К концу октября задули ветра, по воздуху полетели, точно искры, красные и оранжевые листья. Вскоре деревья тянулись небу, точно костлявые черные пальцы, а после и речные отмели начали замерзать, положив конец нашим идиллическим прогулкам по берегу. Дни становились короче, свет уступал место тьме, и я писал как одержимый, чтобы облегчить душу, превратив терзавшие меня воспоминания в рассказы, которые надеялся продать. Именно в поисках возможностей сделать это я и принял приглашение художника Джона Сартейна[71] посетить вместе с ним выставку в зале Фонда художников восемнадцатого ноября. Сартейн как раз недавно получил заказ на рисунки для первого номера нового журнала Джорджа Грэма, а я питал надежду напечатать там несколько рассказов.

Выставка оказалась замечательным развлечением для Сисси, а мистер Сартейн демонстрировал чудеса обаяния. Собрание картин было весьма внушительным. Прогуливаясь по залам, я наслаждался живописью и вдруг увидел знакомый облик. Сердце замерло. Нет! Не может быть! Прямо на меня смотрели глубокие темно-синие глаза – ее глаза! Ошибиться я не мог – ведь я каждый день рассматривал хранящуюся в жилетном кармане брошь, в точности повторяющую ее глаз и спасшую меня от клинка Уильямса в катакомбах под англиканской часовней.

– Миссис Фонтэн… – прошептал я, шагнув вперед точно зачарованный и встряхнув головой, чтобы сбросить навалившееся оцепенение.

Передо мной была всего лишь картина – портрет в золоченой овальной раме наподобие виньетки. Плечи, бюст, волосы сливались с сумрачным фоном, добавляя к поразительному сходству впечатление светящегося призрака, возникшего из мрака.

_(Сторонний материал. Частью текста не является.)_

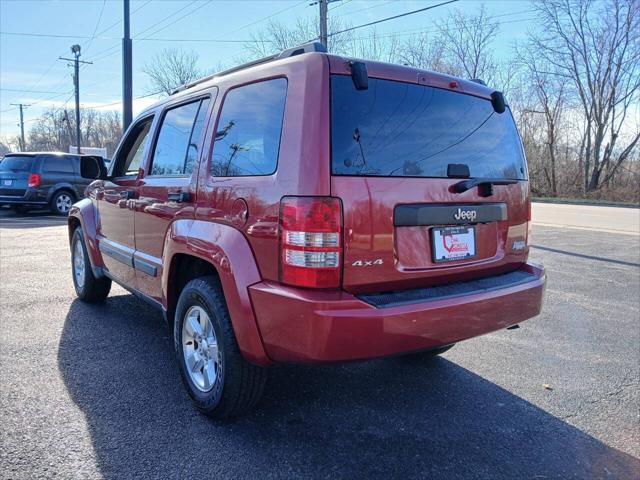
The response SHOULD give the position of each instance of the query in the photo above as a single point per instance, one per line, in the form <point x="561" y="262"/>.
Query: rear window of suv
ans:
<point x="396" y="129"/>
<point x="16" y="163"/>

Я замер перед картиной как вкопанный. В чертах и выражении лица было столько сходства, будто миссис Ровена Фонтэн оказалась здесь рядом, последовав за мной из убогого домишки в Кэмден-таун в филадельфийский зал Фонда художников.

– Весьма экстраординарная дама. Нелегко было передать сходство.

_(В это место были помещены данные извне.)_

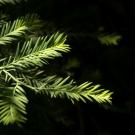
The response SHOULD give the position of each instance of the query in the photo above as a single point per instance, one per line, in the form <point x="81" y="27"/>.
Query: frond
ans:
<point x="65" y="87"/>
<point x="35" y="54"/>
<point x="12" y="105"/>
<point x="12" y="30"/>
<point x="109" y="39"/>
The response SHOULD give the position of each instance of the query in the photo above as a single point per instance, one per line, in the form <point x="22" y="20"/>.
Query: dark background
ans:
<point x="111" y="66"/>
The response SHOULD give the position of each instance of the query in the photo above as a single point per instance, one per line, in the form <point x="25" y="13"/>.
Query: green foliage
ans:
<point x="21" y="71"/>
<point x="109" y="39"/>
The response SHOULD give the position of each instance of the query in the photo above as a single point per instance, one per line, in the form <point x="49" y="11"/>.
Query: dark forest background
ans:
<point x="111" y="66"/>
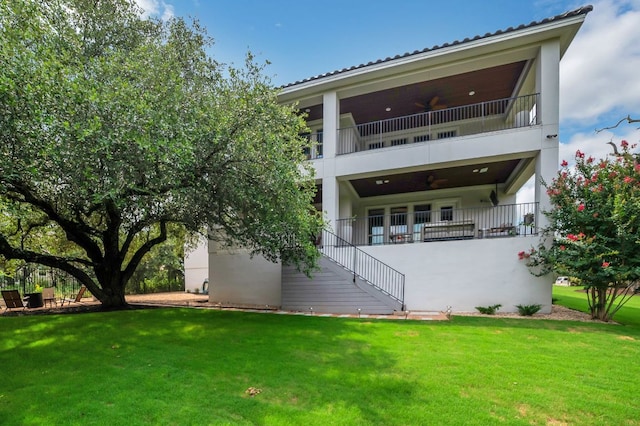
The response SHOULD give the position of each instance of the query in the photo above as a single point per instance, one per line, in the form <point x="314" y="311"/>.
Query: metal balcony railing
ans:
<point x="375" y="272"/>
<point x="509" y="220"/>
<point x="466" y="120"/>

Обернувшись, я увидел жену и Сартейна в обществе незнакомого темноволосого человека. Незнакомец смотрел на меня.

– Позвольте представить вам автора, – сказал Сартейн. – Это – мистер Роберт Стрит.

– Весьма впечатляюще, сэр. Собрание картин превосходно.

Мы с другом Сартейна обменялись рукопожатием. Он смотрел на меня пристально, изучающе, и от этого нервы мои натянулись, точно струны. Наконец он повернулся к портрету.

– Да, благодарю вас. Многие говорят, что именно эта картина – лучшая.

– И в самом деле, она чудесна. Но кто же вам позировал?

Задавая этот вопрос, я от души надеялся на чудо. Быть может, здесь, в Филадельфии, всего лишь двойник миссис Фонтэн, а сама она пребывает на родине?